Diagrams — Module FTDD-10: distilabel

Module: FTDD-10 — distilabel Diagram count: 4 Tool: Mermaid (primary). Each diagram validated in Mermaid Live Editor.


Diagram 1 — distilabel in the Argilla Ecosystem

Type: Ecosystem map / division of labor Purpose: Where distilabel fits. The data-construction complement to TRL's training side. Reading the diagram: Left = the Argilla ecosystem (data construction + labeling). Right = the training side (TRL). distilabel builds the data; TRL trains the model. They meet at a dataset-format contract.

flowchart LR
  subgraph Argilla["THE ARGILLA ECOSYSTEM (data construction)"]
    AD["Argilla Datasets\nhuman labeling & annotation"]
    DB["distilabel\nsynthetic pipeline:\ngenerate · evolve · filter · format"]
    FD["Feedback Datasets\npreference annotation format"]
  end
  subgraph Train["TRAINING SIDE"]
    TRL["TRL\nSFTTrainer · DPOTrainer\nGRPOTrainer"]
  end

  DB -->|"synthetic SFT data\n(prompt, response)"| TRL
  FD -->|"preference pairs\n(prompt, chosen, rejected)"| TRL
  AD -->|"human-curated data"| TRL

  Thesis["THESIS: data matters more than algorithm.\ndistilabel makes the data good.\nIt is the steering-wheel factory."]

  DB -.-> Thesis

  style AD fill:#14141f,stroke:rgba(94,234,212,0.5),color:#e4e4e8
  style DB fill:#14141f,stroke:#5eead4,stroke-width:1.5px,color:#5eead4
  style FD fill:#14141f,stroke:rgba(94,234,212,0.5),color:#e4e4e8
  style TRL fill:#14141f,stroke:#5eead4,stroke-width:1.5px,color:#e4e4e8
  style Thesis fill:#08080c,stroke:rgba(94,234,212,0.4),stroke-dasharray:4 2,color:#5eead4

Diagram 2 — Magpie + Evol-Instruct: Scaling SFT Generation

Type: Pipeline / two-stage generation Purpose: The two techniques that scale and diversify synthetic SFT data without hand-authoring every seed. Reading the diagram: Top = Magpie self-prompting (diverse seed pool). Bottom = Evol-Instruct (complexity stretching). Combined = large, diverse, multi-difficulty candidate pool.

flowchart TD
  Template["Pre-query template\n(system prompt + start of user turn,\nNO actual instruction)"]
  Model["Instruct-tuned model\n(completes with a plausible instruction)"]

  Template --> Model
  Model -->|"sample many times\nwith temperature"| MagpieOut["DIVERSE SELF-PROMPTED\ninstruction set\n(no hand-authored seeds)"]

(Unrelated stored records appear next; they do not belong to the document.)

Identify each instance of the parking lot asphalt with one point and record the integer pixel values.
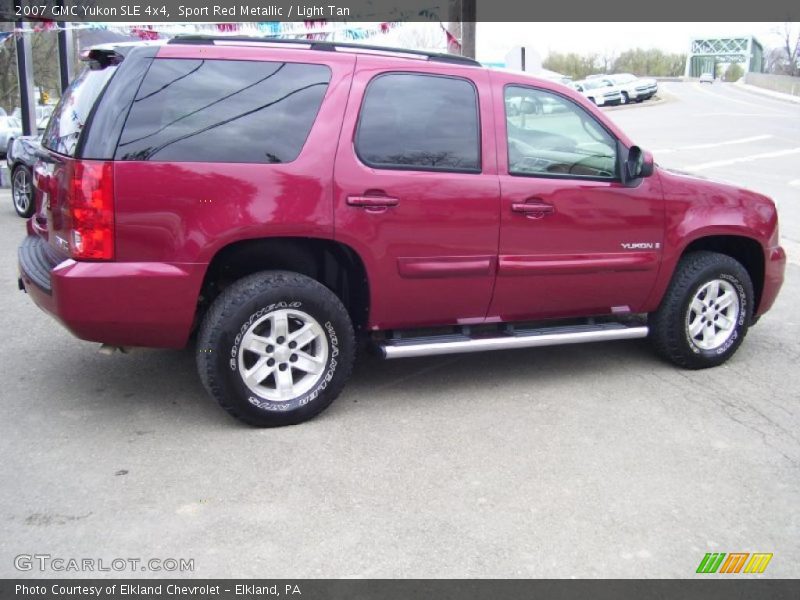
(577, 461)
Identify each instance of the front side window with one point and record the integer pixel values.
(420, 122)
(223, 111)
(549, 135)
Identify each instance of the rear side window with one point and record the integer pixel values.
(420, 122)
(223, 111)
(70, 116)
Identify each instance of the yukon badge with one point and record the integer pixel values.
(641, 245)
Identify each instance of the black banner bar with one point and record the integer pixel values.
(711, 588)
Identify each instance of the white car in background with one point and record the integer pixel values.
(599, 91)
(10, 128)
(633, 88)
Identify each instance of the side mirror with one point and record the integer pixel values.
(638, 164)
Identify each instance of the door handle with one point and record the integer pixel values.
(372, 201)
(533, 210)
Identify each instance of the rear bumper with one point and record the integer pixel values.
(774, 267)
(122, 304)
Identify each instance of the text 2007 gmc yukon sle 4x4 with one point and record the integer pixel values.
(284, 200)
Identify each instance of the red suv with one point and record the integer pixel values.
(281, 201)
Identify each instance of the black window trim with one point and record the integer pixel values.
(225, 59)
(382, 167)
(617, 142)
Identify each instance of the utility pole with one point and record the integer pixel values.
(462, 15)
(27, 99)
(64, 54)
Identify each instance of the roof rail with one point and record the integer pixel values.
(323, 45)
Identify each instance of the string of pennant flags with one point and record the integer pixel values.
(320, 30)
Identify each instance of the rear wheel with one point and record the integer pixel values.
(22, 191)
(276, 348)
(705, 313)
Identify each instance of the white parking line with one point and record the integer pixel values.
(755, 103)
(734, 161)
(754, 138)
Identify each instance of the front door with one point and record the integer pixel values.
(574, 241)
(416, 191)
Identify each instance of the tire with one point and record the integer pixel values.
(253, 313)
(699, 278)
(22, 191)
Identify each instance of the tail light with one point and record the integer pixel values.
(90, 210)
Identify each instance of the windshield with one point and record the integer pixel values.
(70, 115)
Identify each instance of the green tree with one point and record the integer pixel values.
(572, 64)
(652, 62)
(44, 49)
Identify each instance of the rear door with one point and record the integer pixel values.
(416, 190)
(574, 241)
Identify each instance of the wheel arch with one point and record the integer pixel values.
(745, 250)
(335, 265)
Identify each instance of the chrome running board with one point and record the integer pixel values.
(520, 338)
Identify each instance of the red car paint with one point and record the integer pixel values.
(438, 248)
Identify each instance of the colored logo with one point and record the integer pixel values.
(736, 562)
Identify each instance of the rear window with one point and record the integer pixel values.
(223, 111)
(70, 116)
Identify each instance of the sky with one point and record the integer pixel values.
(494, 40)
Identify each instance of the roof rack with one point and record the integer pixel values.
(328, 46)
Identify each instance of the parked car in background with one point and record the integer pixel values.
(21, 157)
(43, 112)
(632, 88)
(599, 91)
(10, 128)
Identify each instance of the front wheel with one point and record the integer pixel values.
(705, 312)
(22, 191)
(276, 348)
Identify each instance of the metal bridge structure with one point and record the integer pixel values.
(707, 53)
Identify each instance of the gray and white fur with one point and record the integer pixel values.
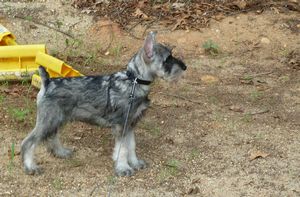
(100, 100)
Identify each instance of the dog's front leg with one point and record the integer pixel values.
(121, 153)
(133, 160)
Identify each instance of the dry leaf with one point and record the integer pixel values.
(257, 154)
(194, 190)
(178, 5)
(241, 4)
(140, 14)
(142, 4)
(236, 108)
(209, 79)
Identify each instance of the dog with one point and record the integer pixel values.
(100, 100)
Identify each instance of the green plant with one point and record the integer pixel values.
(28, 18)
(57, 184)
(12, 157)
(211, 47)
(116, 50)
(194, 153)
(2, 98)
(247, 118)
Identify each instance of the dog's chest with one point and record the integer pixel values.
(139, 107)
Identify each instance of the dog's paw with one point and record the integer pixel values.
(139, 164)
(124, 171)
(33, 170)
(63, 153)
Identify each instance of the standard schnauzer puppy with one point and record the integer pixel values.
(100, 100)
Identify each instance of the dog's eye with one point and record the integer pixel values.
(168, 58)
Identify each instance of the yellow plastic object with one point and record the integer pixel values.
(55, 68)
(18, 62)
(6, 38)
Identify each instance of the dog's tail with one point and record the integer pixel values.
(44, 76)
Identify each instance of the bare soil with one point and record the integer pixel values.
(229, 127)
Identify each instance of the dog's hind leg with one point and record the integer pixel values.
(55, 147)
(27, 151)
(133, 161)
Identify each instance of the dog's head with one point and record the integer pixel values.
(160, 61)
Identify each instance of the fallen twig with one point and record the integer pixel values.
(259, 112)
(181, 97)
(46, 25)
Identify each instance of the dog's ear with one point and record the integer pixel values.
(149, 45)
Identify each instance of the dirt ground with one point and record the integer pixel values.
(229, 127)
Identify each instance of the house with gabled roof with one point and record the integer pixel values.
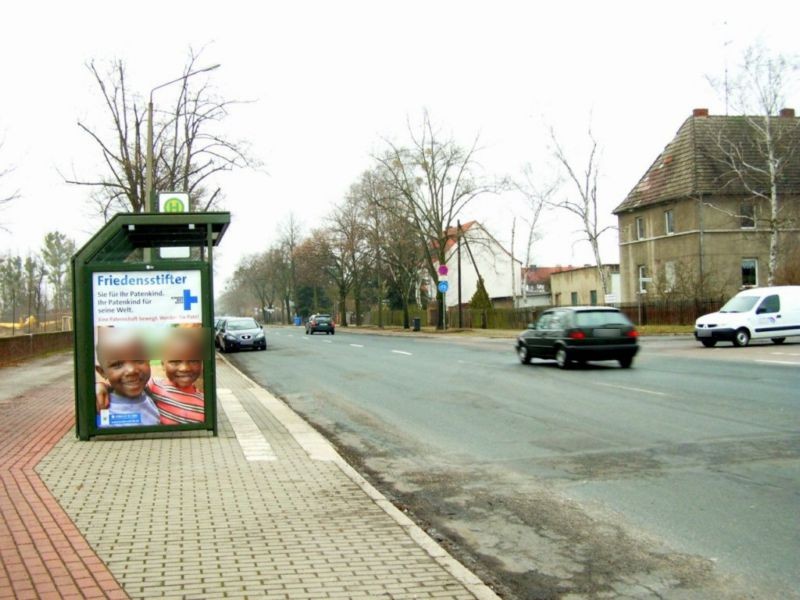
(692, 227)
(481, 255)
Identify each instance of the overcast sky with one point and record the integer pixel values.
(329, 80)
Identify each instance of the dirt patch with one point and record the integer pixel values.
(523, 538)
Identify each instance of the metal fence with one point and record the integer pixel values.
(661, 312)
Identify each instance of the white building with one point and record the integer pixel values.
(480, 254)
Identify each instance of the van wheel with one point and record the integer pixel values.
(562, 359)
(742, 338)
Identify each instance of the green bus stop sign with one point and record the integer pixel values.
(174, 205)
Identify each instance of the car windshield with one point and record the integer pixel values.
(739, 304)
(601, 318)
(241, 324)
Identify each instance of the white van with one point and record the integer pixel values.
(757, 313)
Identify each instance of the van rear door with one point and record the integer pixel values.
(769, 320)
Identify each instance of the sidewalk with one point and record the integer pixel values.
(266, 510)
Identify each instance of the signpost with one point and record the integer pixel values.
(174, 202)
(443, 286)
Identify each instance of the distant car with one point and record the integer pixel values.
(579, 334)
(320, 323)
(218, 321)
(240, 333)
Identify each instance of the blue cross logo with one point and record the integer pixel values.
(188, 300)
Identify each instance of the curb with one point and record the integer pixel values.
(319, 448)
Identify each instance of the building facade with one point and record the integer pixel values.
(581, 286)
(480, 255)
(698, 224)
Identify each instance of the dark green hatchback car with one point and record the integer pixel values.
(579, 334)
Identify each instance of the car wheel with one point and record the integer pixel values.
(562, 359)
(523, 354)
(742, 338)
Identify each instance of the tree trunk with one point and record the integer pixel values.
(773, 205)
(343, 308)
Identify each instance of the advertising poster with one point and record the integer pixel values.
(149, 343)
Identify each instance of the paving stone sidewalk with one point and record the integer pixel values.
(265, 510)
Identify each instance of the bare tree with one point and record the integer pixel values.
(758, 155)
(6, 197)
(290, 232)
(368, 195)
(584, 203)
(434, 180)
(254, 274)
(537, 197)
(189, 148)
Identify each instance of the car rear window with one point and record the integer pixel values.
(739, 304)
(241, 324)
(600, 318)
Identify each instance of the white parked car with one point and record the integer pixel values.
(758, 313)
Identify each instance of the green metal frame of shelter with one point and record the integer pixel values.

  Seeds["Seed instructions"]
  Evol["Evol-Instruct evolution\ndeepen reasoning · add constraints\nincrease specificity · branch"]

  Seeds --> Evol
  Evol -->|"N evolution steps"| EvolOut["COMPLEXITY-STRETCHED\ninstruction set\n(wider difficulty range)"]

  MagpieOut --> Combined["CANDIDATE POOL\nlarge · diverse · multi-difficulty"]
  EvolOut --> Combined
  Combined --> Gate["-> JUDGE FILTER (Diagram 3)"]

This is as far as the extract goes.